Tsutenkaku was constructed in 1912 and its inspiration was the Arc de Triomphe and the Eiffel Tower.
The tower stands at 103 meters and it has two observation levels. The indoor observation level and the outdoor observation deck.
Tsutenkaku Tower / What to Do in Shinsekai
As you enter Tsutenkaku Tower, you will step into Wakuwaku Land. Here you can purchase souvenirs from a variety of food manufacturers. It is fun to check out all the items.
The views of Osaka from the observation deck are pretty cool!
If you love history, then visit the 3rd floor of Tsutenkaku Tower.
They have awesome dioramas with films and old photos of Shinsekai, Tsutenkaku, and Luna Park from 100 years ago.
Also, if you feel like something to drink or eat then try Cafe de Luna Park. They serve all kinds of specialty drinks and food. In addition, check out Glico`s specialty shop selling limited-edition items.
If you are up to it, then head to the 5th-floor Golden Observation Platform which holds 8 deities of good fortune and some activities for kids.
The admission fee to Tsutenkakau Tower is 700 yen for adults and 300 yen for children. The opening hours are 9 am to 9 pm, last admission is at 8:30 pm. However, the 2nd observation deck opening hours are 10 am to 6 pm, last admission is at 5:30 pm.
Have Dinner at Yokozuna - Sumo-Themed Restaurant
Yokozuna in Shinsekai is not a sumo stadium, but if you want to eat like a sumo wrestler, you won’t be disappointed.
Yokozuna serves chanko nabe (sumo-style hot pot) and kushikatsu.
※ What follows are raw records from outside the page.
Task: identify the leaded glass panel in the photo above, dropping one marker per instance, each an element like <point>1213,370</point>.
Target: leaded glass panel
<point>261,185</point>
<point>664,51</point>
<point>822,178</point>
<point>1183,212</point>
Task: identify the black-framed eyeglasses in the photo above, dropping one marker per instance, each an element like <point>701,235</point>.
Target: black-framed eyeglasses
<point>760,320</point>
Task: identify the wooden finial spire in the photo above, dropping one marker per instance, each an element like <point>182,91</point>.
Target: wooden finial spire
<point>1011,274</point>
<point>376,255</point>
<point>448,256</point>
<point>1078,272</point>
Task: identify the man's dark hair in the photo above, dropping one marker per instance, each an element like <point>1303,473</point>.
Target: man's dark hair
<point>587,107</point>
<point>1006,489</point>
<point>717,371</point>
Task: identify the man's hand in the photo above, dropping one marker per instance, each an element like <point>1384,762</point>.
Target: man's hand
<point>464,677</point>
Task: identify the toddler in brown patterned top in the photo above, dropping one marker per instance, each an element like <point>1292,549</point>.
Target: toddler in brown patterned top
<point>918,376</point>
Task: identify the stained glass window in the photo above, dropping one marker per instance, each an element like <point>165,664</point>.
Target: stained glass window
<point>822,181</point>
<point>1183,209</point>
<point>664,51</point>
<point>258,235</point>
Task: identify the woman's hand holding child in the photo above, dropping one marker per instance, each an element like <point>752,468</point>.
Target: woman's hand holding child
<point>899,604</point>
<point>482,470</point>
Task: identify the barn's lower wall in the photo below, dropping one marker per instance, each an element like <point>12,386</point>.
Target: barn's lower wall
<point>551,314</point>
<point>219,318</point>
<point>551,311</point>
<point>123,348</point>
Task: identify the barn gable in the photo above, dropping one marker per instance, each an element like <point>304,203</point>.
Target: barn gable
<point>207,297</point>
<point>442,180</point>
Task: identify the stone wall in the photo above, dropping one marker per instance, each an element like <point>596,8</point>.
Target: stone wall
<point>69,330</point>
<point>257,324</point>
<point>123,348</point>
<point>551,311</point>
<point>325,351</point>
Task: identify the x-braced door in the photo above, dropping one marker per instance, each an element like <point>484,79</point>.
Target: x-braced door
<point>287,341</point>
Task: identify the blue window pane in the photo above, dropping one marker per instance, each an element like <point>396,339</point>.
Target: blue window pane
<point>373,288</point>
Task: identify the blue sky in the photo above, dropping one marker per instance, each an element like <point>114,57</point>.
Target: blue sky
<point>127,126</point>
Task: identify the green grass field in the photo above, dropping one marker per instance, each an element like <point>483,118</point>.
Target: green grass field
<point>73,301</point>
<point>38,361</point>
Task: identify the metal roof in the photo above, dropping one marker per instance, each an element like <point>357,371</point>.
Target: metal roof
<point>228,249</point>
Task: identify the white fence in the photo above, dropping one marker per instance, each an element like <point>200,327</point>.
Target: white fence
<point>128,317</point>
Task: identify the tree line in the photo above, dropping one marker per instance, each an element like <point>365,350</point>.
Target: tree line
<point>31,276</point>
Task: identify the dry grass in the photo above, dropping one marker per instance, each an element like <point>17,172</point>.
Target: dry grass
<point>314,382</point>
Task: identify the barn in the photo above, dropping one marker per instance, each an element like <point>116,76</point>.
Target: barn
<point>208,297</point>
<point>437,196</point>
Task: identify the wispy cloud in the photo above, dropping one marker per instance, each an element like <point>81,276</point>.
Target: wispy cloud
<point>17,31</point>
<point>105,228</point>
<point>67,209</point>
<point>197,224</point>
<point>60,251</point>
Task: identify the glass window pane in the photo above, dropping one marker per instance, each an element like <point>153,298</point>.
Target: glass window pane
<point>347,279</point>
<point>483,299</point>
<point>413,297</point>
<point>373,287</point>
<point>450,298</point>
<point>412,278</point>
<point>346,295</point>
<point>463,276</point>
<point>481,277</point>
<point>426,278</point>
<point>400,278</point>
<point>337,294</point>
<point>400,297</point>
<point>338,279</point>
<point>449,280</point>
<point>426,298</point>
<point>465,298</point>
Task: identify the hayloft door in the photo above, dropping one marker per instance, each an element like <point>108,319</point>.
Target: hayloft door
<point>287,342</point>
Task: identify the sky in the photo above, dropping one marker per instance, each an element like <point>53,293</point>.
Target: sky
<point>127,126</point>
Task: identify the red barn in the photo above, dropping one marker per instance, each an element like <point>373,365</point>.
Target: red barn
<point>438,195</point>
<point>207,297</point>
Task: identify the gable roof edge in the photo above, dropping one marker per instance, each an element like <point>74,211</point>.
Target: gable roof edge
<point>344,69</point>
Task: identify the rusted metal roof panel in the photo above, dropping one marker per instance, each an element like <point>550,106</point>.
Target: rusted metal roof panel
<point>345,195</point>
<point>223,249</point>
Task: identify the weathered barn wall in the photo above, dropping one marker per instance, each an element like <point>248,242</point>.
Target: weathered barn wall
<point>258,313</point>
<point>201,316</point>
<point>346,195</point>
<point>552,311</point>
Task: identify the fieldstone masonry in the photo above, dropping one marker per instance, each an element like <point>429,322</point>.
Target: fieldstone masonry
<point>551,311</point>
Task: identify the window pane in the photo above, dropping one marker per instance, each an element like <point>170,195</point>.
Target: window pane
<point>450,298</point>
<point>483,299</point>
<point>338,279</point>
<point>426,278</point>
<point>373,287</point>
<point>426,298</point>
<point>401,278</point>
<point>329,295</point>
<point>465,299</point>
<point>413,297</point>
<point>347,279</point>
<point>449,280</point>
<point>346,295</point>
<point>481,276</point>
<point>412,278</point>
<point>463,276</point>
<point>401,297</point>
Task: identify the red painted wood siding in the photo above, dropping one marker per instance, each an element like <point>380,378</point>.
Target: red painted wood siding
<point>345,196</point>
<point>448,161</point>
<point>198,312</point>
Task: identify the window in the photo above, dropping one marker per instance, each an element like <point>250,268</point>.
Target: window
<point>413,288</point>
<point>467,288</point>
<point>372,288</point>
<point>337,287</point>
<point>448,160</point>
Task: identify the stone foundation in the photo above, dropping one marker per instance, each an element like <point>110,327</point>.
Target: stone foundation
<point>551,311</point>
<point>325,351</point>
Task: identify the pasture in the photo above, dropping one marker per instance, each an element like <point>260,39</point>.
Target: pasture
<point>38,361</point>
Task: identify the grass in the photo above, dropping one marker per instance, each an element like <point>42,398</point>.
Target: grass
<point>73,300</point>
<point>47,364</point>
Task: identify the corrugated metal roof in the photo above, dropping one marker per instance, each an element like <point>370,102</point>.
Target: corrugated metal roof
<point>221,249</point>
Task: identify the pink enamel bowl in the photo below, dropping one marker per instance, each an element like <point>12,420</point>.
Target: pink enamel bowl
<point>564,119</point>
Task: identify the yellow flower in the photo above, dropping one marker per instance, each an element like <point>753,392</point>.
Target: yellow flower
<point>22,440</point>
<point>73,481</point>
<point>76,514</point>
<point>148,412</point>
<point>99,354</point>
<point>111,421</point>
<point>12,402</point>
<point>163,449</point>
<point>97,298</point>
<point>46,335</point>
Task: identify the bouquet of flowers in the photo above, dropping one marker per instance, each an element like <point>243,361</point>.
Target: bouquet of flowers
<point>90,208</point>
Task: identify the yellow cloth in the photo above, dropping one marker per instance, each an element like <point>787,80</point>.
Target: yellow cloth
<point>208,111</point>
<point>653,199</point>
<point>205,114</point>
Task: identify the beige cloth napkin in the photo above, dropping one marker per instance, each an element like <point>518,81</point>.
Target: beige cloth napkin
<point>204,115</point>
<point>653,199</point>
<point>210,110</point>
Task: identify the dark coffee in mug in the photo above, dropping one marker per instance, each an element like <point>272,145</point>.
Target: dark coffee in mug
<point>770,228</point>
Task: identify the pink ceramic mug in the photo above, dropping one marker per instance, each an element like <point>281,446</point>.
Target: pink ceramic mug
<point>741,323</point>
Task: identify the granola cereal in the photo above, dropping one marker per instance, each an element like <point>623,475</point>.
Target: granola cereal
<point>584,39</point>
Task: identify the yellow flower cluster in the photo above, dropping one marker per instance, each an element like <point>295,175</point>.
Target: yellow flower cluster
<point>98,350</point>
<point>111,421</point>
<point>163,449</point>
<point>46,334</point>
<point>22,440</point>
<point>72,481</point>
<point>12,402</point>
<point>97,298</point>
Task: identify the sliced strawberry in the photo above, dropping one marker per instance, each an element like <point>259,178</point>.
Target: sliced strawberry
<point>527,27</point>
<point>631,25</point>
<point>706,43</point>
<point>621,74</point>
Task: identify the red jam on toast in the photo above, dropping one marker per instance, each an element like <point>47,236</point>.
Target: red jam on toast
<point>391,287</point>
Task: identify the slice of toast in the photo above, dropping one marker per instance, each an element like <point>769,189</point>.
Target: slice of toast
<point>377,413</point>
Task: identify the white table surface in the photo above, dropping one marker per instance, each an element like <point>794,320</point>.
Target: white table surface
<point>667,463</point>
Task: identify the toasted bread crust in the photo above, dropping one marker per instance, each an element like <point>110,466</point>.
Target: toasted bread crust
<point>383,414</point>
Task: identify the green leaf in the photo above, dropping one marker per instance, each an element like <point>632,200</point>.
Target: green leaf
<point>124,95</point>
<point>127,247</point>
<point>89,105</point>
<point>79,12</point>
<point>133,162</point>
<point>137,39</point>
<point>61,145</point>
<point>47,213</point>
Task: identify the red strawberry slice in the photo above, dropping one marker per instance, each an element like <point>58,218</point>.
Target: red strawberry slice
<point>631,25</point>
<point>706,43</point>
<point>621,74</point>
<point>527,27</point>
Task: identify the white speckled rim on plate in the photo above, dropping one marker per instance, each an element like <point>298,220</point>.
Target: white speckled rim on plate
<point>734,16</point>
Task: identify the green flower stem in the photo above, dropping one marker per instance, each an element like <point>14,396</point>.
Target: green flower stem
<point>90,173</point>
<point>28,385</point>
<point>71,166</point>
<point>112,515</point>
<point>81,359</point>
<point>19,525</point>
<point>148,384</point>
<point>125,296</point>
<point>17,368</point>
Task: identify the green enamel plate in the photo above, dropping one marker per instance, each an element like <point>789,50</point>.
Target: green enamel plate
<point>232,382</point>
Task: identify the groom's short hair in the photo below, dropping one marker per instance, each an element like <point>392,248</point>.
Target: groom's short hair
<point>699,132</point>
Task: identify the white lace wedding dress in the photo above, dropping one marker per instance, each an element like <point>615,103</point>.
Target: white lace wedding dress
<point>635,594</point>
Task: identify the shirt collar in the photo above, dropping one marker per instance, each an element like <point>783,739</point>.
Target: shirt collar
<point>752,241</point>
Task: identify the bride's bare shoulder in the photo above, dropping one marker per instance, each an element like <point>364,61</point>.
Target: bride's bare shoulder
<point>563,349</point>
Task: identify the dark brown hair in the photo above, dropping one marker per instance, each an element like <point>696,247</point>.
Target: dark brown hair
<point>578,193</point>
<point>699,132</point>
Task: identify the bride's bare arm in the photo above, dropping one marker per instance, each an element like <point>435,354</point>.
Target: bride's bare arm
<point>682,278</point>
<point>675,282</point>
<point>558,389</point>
However, Yokozuna’s kushikatsu skewers are three times the size of an average skewer!
Yokozuna in Shinsekai / What to Do in Shinsekai
Take a Walk Along Jan Jan Yokocho Arcade
A stroll along Jan Jan Yokocho is one of the things you need to do in Shinsekai.
Jan Jan Yokocho is a 180 meters long arcade through the district. The narrow arcade is lined up with all kinds of shops, restaurants, shooting games, video game arcades, and cafes. This place is like the beating heart of Shinsekai.
While you are strolling through Jan Jan Yokocho be on the lookout for a stand that makes takoyaki. You need to try them! They are delicious!
What is takoyaki? Takoyaki is a ball-shaped snack made from flour batter with pieces of octopus and cooked in a specially molded pan.